The plot involves the assassination of social activist Dr. Ahmadi (Prosenjit Chatterjee) who was opposed to a State Government backed redevelopment project that involved shifting large number of poor families. His ex-student, now staunch follower, Shalini (Kalki Koechlin) stumbles upon evidence provided by the local videographer Jogi Parmar (Emraan Hashmi) against the Government’s efforts to pass the murder as a hit and run case. Abhay Deol (Krishnan) is the upright IAS officer appointed by the Government to head the enquiry commission into the case.
The brilliance of the movie is the manner in which the story is narrated; the director creates a grim environment with minimal background score. Adding dollops of dark humour and creating characters that are real to the core, your attention from the screen will not deviate even for a moment. As someone who appreciates depth, it was an absolute delight to see a Hindi filmmaker having such attention to detail. Right from the mannerisms of the principal characters to the sets created to portray the small town; it is all mapped out to the last detail! Especially, loved the part where the grey shades of even the Kejriwal like, Dr. Ahmadi are shown.
The multiple layers in each scene are easy to be missed but are sheer joy if understood. Sample this, amidst mindless violence, the commission is carrying out its enquiry in a room with walls which has ‘Sanskriti Badhao, Manavta Jagao’ written and to complete the irony, just when the intense meeting is about to explode it gets disturbed by a kid playing ball!
The screenplay is littered with such gems and as the movie rolls you will find yourself connecting the hitherto unexplained dots. This for me, as I have even said in earlier reviews, is a sign of an intelligent film maker making a movie for an intelligent audience.
The music by Vishal Shekhar is decent with ‘Bharat Mata ki jai ’ being the stand out. A special mention to the cinematographer, Nikos Andritsakis, who displays the real Bharat and the curfew scenes if you get the irony, will surely make you go wow.
Shanghai’s script and director are strengthened by the brilliant performances from the leads. Kalki is now turning into a natural at these roles, silently curbing her pain before unleashing it all in the climax. Abhay adds more weight to his claim of being the best actor among the current crop of Deols and by some margin. Farooq Shaikh and Supriya Pathak also give in noticeable performances. But the film truly belongs to Emraan Hashmi, who pitches in his best performance in a career defining role. Kalki and Abhay could have been easily imagined in their respective roles, but to think of casting Emraan Hashmi as Jogi Parmar was sheer courage and the Director must be thanked whole heartedly for this. The serial kisser’s acting prowess have always been overshadowed by his on screen image, but here he gets an opportunity to sink his teeth into a meaty role and he is fab throughout. Along with the critical acclaim he shall get for Shanghai, hope he manages a few awards as well!
Finally, Dibakar Banerjee has staked his claim to be one of the best young directors around, added to my list of directors whose films should be watched on the day of release.
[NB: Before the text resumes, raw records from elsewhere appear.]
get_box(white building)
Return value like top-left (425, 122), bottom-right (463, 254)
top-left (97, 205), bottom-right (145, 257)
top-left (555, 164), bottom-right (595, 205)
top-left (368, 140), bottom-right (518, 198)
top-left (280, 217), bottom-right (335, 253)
Just goad yourself through the slow first 15 minutes, Shanghai unravels slowly and sucks you right in the drama filled with dark humour.
RGV, please watch and learn, this is how dark movies are made!
Rating: 3.5/5, if you are a tennis fan, make sure you catch it on the late night show today!
Dessert Note (DN, as desserts are served after main course, a dessert note is served after the main article):
Some years ago, there was great clamor to turn Mumbai into Shanghai, the role model modern day city. The then Government had been very vocal about it and Bombay Times would almost every week carry a story on the same. One of the reasons, along with obviously the redevelopment angle in the story, to influence the title perhaps.